# The 10-12 year plan



## eerohs (Aug 1, 2012)

Greetings,
I've come across references to this site from multiple cruising blogs and other resources while digging up information related to our plan. The short end of it is that once the kids are out on their own we're basically planning on selling just about everything and buying a blue water boat to cruise the U.S. pacific coast and eventually the south pacific. 
In the meantime we're doing what we can to develop our skills, prepare financially, and to keep our eye on the prize (when the day comes). We're in the process of purchasing a Mac 25 that will be sailed in various mountain lakes and reservoirs in Colorado for the next 10 years or so. We'll be in Newport Beach this January and intend on doing a couple of ASA courses while there. We also plan on the USCG basic seamanship course, celestial navigation, Ham Radio license, small engine and basic electronics repair. My wife is in the process of getting her Open Water dive certification (I have mine). Not to mention the many other areas that we want to expand our knowledge. There is much to learn and time flies so fast it will be here before we know it.
I have found a lot of great information on this site and I am sure that I will be back again and again.
GB


----------



## Capnblu (Mar 17, 2006)

Sell everything, go now.


----------



## souljour2000 (Jul 8, 2008)

eerohs said:


> Greetings,
> I've come across references to this site from multiple cruising blogs and other resources while digging up information related to our plan.
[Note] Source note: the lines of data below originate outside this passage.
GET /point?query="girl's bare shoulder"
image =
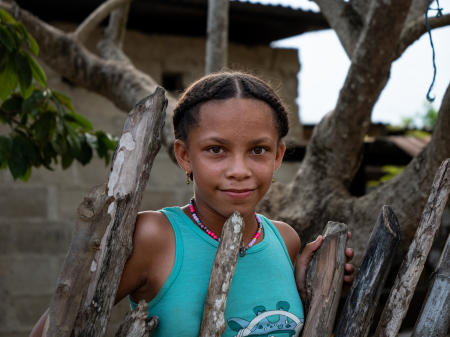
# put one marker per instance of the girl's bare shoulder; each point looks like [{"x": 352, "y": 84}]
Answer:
[
  {"x": 152, "y": 228},
  {"x": 290, "y": 237}
]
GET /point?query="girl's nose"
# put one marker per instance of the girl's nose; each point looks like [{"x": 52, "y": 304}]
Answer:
[{"x": 238, "y": 168}]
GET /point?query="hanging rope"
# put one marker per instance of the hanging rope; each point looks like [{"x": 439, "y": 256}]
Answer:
[{"x": 438, "y": 14}]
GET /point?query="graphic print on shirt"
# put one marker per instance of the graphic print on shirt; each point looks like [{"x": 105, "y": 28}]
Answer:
[{"x": 278, "y": 322}]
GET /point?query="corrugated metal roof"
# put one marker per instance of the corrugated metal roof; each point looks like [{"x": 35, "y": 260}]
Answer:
[
  {"x": 305, "y": 5},
  {"x": 410, "y": 144}
]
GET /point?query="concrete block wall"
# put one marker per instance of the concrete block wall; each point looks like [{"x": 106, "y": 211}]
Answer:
[{"x": 37, "y": 217}]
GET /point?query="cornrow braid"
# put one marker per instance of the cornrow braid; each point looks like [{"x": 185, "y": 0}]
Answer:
[{"x": 220, "y": 86}]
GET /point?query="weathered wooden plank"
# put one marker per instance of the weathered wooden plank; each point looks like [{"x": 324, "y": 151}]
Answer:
[
  {"x": 434, "y": 318},
  {"x": 137, "y": 323},
  {"x": 412, "y": 266},
  {"x": 359, "y": 308},
  {"x": 132, "y": 161},
  {"x": 93, "y": 218},
  {"x": 324, "y": 281},
  {"x": 213, "y": 320}
]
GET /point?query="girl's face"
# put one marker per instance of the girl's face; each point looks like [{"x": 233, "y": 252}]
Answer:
[{"x": 233, "y": 153}]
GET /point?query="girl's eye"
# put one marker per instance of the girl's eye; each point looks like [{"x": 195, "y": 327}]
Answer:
[
  {"x": 258, "y": 150},
  {"x": 215, "y": 149}
]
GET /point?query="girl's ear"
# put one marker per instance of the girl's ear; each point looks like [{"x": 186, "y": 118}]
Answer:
[
  {"x": 280, "y": 154},
  {"x": 182, "y": 155}
]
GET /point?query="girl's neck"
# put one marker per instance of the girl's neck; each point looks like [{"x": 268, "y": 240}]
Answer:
[{"x": 215, "y": 221}]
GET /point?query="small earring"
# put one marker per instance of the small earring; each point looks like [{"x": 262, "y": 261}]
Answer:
[{"x": 188, "y": 178}]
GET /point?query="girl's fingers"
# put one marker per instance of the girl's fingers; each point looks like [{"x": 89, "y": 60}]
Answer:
[{"x": 349, "y": 254}]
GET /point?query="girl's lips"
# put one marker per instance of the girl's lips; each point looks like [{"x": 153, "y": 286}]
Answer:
[{"x": 238, "y": 194}]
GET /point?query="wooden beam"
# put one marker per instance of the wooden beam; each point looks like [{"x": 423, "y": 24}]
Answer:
[
  {"x": 434, "y": 318},
  {"x": 213, "y": 321},
  {"x": 412, "y": 266},
  {"x": 357, "y": 314},
  {"x": 324, "y": 279}
]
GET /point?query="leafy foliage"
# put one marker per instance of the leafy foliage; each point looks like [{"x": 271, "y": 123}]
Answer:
[
  {"x": 390, "y": 171},
  {"x": 44, "y": 127}
]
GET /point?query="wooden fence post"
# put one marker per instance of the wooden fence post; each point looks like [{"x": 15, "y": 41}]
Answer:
[
  {"x": 324, "y": 279},
  {"x": 434, "y": 318},
  {"x": 359, "y": 308},
  {"x": 213, "y": 320},
  {"x": 411, "y": 268},
  {"x": 87, "y": 286}
]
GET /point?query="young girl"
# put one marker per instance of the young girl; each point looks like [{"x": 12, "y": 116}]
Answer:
[{"x": 229, "y": 129}]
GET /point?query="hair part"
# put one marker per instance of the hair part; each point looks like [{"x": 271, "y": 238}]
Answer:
[{"x": 221, "y": 86}]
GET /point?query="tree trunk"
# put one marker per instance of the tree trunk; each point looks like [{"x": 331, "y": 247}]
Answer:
[
  {"x": 213, "y": 321},
  {"x": 217, "y": 38},
  {"x": 434, "y": 319},
  {"x": 356, "y": 316},
  {"x": 324, "y": 280},
  {"x": 411, "y": 268}
]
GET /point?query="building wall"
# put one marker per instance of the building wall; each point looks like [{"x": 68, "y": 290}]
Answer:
[{"x": 37, "y": 217}]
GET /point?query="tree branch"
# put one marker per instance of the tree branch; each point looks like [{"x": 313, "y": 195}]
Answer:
[
  {"x": 340, "y": 134},
  {"x": 345, "y": 20},
  {"x": 110, "y": 46},
  {"x": 121, "y": 83},
  {"x": 93, "y": 20},
  {"x": 414, "y": 30}
]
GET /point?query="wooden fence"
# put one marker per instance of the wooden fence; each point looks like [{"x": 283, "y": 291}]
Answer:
[{"x": 85, "y": 292}]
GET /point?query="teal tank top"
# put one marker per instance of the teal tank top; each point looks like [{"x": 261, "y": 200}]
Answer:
[{"x": 263, "y": 298}]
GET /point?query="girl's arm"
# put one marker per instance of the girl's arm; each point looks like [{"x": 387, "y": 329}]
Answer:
[{"x": 150, "y": 233}]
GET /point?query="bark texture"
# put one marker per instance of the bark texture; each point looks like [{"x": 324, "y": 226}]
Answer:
[
  {"x": 324, "y": 280},
  {"x": 434, "y": 318},
  {"x": 217, "y": 37},
  {"x": 356, "y": 316},
  {"x": 213, "y": 320},
  {"x": 411, "y": 268},
  {"x": 102, "y": 240},
  {"x": 132, "y": 162},
  {"x": 71, "y": 288}
]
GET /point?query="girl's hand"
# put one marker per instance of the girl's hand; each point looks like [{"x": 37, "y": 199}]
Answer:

The short end of it is that once the kids are out on their own we're basically planning on selling just about everything and buying a blue water boat to cruise the U.S. pacific coast and eventually the south pacific.
> In the meantime we're doing what we can to develop our skills, prepare financially, and to keep our eye on the prize (when the day comes). We're in the process of purchasing a Mac 25 that will be sailed in various mountain lakes and reservoirs in Colorado for the next 10 years or so. We'll be in Newport Beach this January and intend on doing a couple of ASA courses while there. We also plan on the USCG basic seamanship course, celestial navigation, Ham Radio license, small engine and basic electronics repair. My wife is in the process of getting her Open Water dive certification (I have mine). Not to mention the many other areas that we want to expand our knowledge. There is much to learn and time flies so fast it will be here before we know it.
> I have found a lot of great information on this site and I am sure that I will be back again and again.
> GB


....sounds like a plan...good luck!


----------



## Kajungizmo (Aug 5, 2012)

Hi Eerohs,
I'm new here too. Oddly enough (or maybe not so odd) we're looking at doing the same thing. Once the kids are gone, I'm ready for the Carib!

Best of luck on the plan.
Kg


----------



## eerohs (Aug 1, 2012)

Greetings,

We're stoked about the plan. It's funny how much it becomes a part of your daily life when you’re so focused. We just purchased our first sailboat-an ‘84 MacGregor 25. It's the perfect boat to hone our skills and practice updates, mods, repairs, etc. It's CRAZY; once we got it home we started pulling out everything from the various compartments. We discovered a wealth of items that although old are in absolute mint condition-main cover, canvas tent/enclosure for the pop up, rope, rigging/blocks, etc. All of it looks like it had been buried away and never ever used. I'm currently in the process of building a Jin pole to raise the mast.

Cheers,
GB


----------



## Zed (Jun 20, 2012)

Ditto...10 year plan. Waiting for the youngest to leave the nest. Boat will come next year after I save a little, and pay off the car. 

-Zed


----------